At the core of this architecture lies an advanced parameter-based mechanism, configured and refined by BitPeak, which defines how each dataset should be processed. Building on existing capabilities, the team adjusted the mechanism to align with Santander’s internal systems, business logic, and regulatory requirements. Instead of hard-coded transformations, data engineers and business teams manage processing logic through configurations stored in metadata or specific templates, allowing our client to update business rules, retention periods, or anonymization criteria without time-consuming code changes or redeployments.

Configuration-driven data processing

By embedding governance and automation directly into the data pipeline, the framework eliminates manual intervention, increases transparency, and reduces operational overhead. Data from previously isolated systems can now be integrated and processed through one consistent framework – enabling faster onboarding of new sources, better control over sensitive information, and a significant reduction in delivery time for analytical initiatives.

We ensured the parameter-based mechanism aligned with the bank’s and its business units’ individual needs. Ultimately, the solution provides Santander with a scalable and compliant foundation for data processing – one that simplifies operations today while laying the groundwork for future expansion of analytical and regulatory use cases across the organization.

To reach our goal, we used the following tech stack:

Azure Cloud & Databricks Platform – core environment for building and orchestrating the configuration-driven framework within Santander’s Cloud Data Lake.

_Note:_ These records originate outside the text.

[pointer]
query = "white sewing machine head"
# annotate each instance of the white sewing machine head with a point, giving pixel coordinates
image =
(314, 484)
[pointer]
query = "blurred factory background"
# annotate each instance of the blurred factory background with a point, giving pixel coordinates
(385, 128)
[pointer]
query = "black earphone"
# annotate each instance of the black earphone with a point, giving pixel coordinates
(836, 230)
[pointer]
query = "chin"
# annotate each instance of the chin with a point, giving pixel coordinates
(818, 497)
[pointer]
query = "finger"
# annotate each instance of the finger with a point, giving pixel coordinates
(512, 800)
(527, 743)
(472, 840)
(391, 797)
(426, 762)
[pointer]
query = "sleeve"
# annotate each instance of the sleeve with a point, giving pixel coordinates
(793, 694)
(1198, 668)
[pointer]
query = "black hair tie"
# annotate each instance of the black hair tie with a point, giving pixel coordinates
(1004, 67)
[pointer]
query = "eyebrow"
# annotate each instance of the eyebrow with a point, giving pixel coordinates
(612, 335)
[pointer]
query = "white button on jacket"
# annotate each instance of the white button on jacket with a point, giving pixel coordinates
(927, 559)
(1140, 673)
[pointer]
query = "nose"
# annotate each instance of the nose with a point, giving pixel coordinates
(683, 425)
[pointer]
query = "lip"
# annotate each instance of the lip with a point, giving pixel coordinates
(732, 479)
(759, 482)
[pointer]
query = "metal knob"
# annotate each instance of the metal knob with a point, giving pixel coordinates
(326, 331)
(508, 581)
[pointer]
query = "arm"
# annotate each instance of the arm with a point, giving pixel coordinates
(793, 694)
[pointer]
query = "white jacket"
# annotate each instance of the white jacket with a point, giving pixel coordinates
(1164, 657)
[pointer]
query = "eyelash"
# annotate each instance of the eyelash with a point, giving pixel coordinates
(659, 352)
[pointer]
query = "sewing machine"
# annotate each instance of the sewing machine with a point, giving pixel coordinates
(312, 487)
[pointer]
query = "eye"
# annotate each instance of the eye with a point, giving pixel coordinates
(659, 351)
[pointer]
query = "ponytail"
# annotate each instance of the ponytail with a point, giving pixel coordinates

Databricks Spark SQL & Databricks Connect – used to validate data structures and ensure correct processing across Bronze and Silver layers.

Benefits:

Strategy

The new framework provides Santander with a unified, scalable foundation for data-driven decision-making. By centralizing data processing within the Cloud Data Lake and embedding compliance into every step, the bank can expand its analytical capabilities with confidence. The configuration-driven approach also reduces long-term costs by standardizing development patterns and minimizing duplication of logic across departments.

Management

Automated orchestration and configuration-based processing significantly shortened deployment timelines and simplified change management. New data sources can now be onboarded within days instead of weeks, while operational teams spend less time on maintenance and manual corrections. The framework’s transparency and traceability improve audit readiness and governance reporting across the organization.

Business Users

For business users and data owners, the solution introduced greater control and independence in managing data transformations. Thanks to the metadata-driven configuration layer, teams can define or adjust processing rules without writing code, enabling faster adaptation to new analytical needs, more efficient reporting, and better alignment between data assets and business priorities.